The content of this post is frightening me. Rereading it, I can’t believe I’m going to hit the “publish” button. It serves to show how desperate I am.
This is the only place I have to turn to right now. I have no friends to talk to. No therapist to listen to me.
I knew I was in trouble earlier. I wanted to binge and purge. I don’t know why. I had been dreaming of it ever since last night. I managed to stave it off last night but this morning I was unaccountably anxious, so I took two of my tranquilizers and one of Husband’s. It did put me to sleep, but only shortly, and, sure enough, I was dealing with the same feelings of anxiety and punishment. I text four friends and FB’d that I was having a hard time and wanted to meet for coffee. But by the time the first person got back to me it was already too late. I was at the grocery store, pj’s on, buying supplies. I got home, didn’t stop till I was nauseous, and gave it all to the toilet. I made sure every bite was gone, throwing up till there wasn’t even bile left. It was a b/p with a vengeance. Now I feel sick and weak and don’t know how I’m going to work tonight.

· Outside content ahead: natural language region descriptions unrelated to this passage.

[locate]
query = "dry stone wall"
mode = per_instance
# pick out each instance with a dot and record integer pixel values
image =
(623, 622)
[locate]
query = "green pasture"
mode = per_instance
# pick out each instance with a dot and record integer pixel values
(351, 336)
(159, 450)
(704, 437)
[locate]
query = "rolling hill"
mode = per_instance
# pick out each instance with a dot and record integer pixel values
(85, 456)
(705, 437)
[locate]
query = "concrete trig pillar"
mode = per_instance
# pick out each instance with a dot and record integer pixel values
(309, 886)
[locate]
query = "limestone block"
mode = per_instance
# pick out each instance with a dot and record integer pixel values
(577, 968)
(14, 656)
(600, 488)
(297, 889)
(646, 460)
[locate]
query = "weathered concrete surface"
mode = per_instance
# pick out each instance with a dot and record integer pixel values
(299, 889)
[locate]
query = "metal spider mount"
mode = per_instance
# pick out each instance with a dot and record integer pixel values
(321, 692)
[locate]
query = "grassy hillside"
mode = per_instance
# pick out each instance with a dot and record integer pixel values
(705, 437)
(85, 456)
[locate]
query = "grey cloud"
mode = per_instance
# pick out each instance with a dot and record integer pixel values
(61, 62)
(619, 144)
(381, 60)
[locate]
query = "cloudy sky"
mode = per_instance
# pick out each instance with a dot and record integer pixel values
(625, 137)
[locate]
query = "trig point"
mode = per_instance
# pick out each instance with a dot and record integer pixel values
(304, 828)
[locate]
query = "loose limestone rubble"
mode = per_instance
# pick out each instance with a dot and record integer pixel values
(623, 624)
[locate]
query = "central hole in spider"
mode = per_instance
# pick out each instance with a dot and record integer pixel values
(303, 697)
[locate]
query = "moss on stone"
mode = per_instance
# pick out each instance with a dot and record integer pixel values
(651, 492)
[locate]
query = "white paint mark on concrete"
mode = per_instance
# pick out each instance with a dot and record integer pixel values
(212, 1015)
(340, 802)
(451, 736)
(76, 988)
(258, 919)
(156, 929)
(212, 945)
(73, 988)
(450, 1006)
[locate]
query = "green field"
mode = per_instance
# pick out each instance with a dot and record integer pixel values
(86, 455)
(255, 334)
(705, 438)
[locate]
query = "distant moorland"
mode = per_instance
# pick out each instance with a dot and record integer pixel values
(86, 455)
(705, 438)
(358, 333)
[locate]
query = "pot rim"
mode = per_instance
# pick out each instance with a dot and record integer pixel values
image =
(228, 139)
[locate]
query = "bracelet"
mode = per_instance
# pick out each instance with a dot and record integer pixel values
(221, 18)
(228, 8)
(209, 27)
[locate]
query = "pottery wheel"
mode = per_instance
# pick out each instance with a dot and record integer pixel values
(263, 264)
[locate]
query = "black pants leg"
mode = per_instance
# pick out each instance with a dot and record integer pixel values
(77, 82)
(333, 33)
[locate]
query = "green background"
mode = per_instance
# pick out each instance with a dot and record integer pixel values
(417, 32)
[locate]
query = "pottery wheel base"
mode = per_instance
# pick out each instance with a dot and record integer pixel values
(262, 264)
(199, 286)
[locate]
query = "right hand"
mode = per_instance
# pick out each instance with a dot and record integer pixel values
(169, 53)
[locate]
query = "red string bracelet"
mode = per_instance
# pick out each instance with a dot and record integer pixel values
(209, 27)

At least I’m not vanilla anymore. I cried real tears, felt real emotions. I don’t know why I cried. Perhaps because I feel like crap, perhaps because I feel hopeless, don’t see a way out this time. I’m not in control of this behavior. I’m the puppet and they are pulling the strings.
I really do want more for myself. But these feelings get turned on and off by remote. Not by me. Someone else is pulling the strings on this disordered eating and I don’t know why. My abusers killed me so long ago. I don’t know if I’ll ever see the light of day.
My primal instinct is to not allow Therapist to see this. I hope I can make one small step toward health and recovery by sharing this with him. It won’t be easy at all. He doesn’t understand.